Artículo aparecido originalmente en la revista CRUSADE Magazine, edición Mayo/Junio del 2017, compilación y adaptación de Luiz Solimeo de la obra: “Un mensaje más que urgente” de Albert Sakda y David Meesang.
Adaptado y traducido al castellano por Proyecto Emaús.

Parte I | Parte II

Era la noche del 12 de Julio de 1917 y la pequeña Lucía, totalmente extenuada, tanto física como emocionalmente, se acababa de acostar en su pequeña cama.
Sin embargo, a pesar de estar tan agotada, no podía encontrar reposo pues era incapaz de comprender completamente, los acontecimientos de los meses previos.

Ella y sus primos Jacinta y Francisco, habían visto a una hermosa Señora, dos veces ya, en la Cova de Iria. Cuando Lucía le pregunta a la aparición, de donde había venido, la Señora, señalando hacia arriba, respondió:”Yo soy del Cielo”.

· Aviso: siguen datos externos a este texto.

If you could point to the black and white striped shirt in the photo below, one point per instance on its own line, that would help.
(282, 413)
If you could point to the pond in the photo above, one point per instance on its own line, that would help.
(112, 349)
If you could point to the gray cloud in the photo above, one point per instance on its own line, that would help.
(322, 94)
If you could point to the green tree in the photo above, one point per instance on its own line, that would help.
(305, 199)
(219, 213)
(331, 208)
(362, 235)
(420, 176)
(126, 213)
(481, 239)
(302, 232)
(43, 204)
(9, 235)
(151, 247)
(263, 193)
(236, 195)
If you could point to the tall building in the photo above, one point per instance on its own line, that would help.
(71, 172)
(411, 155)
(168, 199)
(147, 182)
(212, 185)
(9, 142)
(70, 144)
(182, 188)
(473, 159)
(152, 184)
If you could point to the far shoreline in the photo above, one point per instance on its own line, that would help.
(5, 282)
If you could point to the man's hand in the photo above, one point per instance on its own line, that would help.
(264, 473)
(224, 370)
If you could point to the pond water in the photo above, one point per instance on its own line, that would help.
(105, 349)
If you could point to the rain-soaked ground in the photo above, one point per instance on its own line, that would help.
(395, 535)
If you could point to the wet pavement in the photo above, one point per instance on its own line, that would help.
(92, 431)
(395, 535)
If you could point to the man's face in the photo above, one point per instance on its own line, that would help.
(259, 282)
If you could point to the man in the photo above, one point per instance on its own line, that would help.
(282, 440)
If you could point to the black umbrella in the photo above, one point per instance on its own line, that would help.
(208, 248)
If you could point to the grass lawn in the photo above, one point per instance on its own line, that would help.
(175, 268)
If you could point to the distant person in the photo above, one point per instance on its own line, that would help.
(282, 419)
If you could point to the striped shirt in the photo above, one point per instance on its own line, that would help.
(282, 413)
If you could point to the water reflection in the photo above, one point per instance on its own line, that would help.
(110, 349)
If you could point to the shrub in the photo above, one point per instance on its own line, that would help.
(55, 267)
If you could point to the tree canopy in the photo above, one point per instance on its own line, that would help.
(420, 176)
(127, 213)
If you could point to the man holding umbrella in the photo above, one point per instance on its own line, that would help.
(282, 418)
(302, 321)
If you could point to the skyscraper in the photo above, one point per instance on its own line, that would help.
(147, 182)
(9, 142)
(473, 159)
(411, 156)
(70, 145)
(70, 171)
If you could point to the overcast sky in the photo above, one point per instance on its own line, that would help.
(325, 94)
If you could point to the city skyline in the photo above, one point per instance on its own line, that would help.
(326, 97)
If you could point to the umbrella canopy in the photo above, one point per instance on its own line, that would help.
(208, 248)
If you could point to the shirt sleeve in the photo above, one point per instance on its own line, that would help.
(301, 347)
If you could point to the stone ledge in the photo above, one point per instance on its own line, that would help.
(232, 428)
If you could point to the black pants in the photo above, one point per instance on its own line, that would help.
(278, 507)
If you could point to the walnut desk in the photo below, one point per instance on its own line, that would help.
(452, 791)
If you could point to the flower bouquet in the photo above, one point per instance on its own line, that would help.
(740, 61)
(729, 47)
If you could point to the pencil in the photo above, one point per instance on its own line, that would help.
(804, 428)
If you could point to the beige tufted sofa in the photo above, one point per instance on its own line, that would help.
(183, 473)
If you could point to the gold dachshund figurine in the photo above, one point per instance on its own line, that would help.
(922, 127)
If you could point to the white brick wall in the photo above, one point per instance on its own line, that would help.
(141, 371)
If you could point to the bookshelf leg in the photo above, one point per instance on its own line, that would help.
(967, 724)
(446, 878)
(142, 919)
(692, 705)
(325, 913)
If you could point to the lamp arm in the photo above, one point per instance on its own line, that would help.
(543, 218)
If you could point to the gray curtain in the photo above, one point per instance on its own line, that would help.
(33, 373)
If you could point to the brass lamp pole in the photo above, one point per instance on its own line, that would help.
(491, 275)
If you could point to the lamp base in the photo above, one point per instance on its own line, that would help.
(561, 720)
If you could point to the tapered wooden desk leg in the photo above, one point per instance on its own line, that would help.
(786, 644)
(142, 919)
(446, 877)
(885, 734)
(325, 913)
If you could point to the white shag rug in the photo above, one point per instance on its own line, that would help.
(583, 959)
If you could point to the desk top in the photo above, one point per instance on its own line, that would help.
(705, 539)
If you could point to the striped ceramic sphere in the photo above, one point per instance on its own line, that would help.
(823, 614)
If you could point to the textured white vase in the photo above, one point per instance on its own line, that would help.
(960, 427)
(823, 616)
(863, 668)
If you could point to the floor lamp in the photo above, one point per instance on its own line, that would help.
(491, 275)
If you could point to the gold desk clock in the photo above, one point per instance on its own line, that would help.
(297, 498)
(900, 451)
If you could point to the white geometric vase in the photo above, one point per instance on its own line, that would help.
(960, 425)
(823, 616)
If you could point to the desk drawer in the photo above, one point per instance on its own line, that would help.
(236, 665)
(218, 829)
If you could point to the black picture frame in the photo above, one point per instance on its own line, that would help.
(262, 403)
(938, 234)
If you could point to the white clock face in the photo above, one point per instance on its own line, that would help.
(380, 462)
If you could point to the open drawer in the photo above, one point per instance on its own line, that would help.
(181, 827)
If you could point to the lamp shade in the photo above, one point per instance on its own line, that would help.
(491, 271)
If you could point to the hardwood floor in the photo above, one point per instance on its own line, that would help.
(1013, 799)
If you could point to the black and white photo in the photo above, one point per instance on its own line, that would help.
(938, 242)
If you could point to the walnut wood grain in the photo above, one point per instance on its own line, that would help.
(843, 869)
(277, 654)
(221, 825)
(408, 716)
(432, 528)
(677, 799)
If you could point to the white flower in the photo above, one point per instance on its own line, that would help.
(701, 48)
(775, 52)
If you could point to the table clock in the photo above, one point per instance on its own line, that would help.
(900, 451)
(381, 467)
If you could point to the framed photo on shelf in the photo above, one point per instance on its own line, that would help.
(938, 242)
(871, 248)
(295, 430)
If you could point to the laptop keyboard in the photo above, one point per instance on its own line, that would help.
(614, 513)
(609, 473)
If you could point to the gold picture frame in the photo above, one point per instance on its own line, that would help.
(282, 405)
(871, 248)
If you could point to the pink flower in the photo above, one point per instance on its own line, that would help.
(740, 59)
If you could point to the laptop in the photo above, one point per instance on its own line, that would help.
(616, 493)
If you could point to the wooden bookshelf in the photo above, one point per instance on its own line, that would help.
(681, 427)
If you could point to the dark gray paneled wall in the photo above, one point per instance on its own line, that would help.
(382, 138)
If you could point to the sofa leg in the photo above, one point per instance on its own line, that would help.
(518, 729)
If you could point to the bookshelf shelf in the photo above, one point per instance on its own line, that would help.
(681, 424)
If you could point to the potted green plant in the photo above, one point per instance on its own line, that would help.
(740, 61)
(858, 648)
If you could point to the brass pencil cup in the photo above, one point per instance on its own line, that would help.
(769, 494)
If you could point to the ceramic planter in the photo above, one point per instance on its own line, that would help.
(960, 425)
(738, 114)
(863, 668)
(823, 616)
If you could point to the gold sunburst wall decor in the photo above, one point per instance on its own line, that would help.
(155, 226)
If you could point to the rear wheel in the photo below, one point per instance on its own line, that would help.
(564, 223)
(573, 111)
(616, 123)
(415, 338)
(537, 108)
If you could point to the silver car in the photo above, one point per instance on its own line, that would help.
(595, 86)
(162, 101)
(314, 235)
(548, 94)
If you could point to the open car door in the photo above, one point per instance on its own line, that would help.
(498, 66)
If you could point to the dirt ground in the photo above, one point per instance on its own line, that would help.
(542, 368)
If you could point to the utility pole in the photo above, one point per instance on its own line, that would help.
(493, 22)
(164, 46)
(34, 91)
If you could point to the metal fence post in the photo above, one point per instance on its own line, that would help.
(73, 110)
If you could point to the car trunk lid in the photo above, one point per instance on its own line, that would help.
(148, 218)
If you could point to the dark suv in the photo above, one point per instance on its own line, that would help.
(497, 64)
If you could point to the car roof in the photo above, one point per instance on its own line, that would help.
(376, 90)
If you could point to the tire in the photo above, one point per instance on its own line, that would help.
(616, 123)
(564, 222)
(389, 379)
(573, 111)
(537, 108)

Sin embargo, en breve, la duda asaltaría la mente de la pequeña niña. Aquel mismo día, Fray Manuel Marques Ferreira, el párroco de la pequeña iglesia local, había sugerido la hipótesis de que las “supuestas” apariciones de la Virgen María, no eran nada más y nada menos que trucos del demonio. Así se lo hizo saber a la madre de Lucía.
Después de todo el párroco no exageraba. Basta con recordar la advertencia de san Pablo en 2 Corintios 11-14 : “Y no hay que maravillarse pues hasta Satán puede disfrazarse de ángel de luz para engañar al hombre”.
Lucía se estremeció al considerar tal posibilidad. Ahora la duda merodeaba su pequeña cabeza: “¿Y que tal si se trataba verdaderamente del demonio disfrazado?”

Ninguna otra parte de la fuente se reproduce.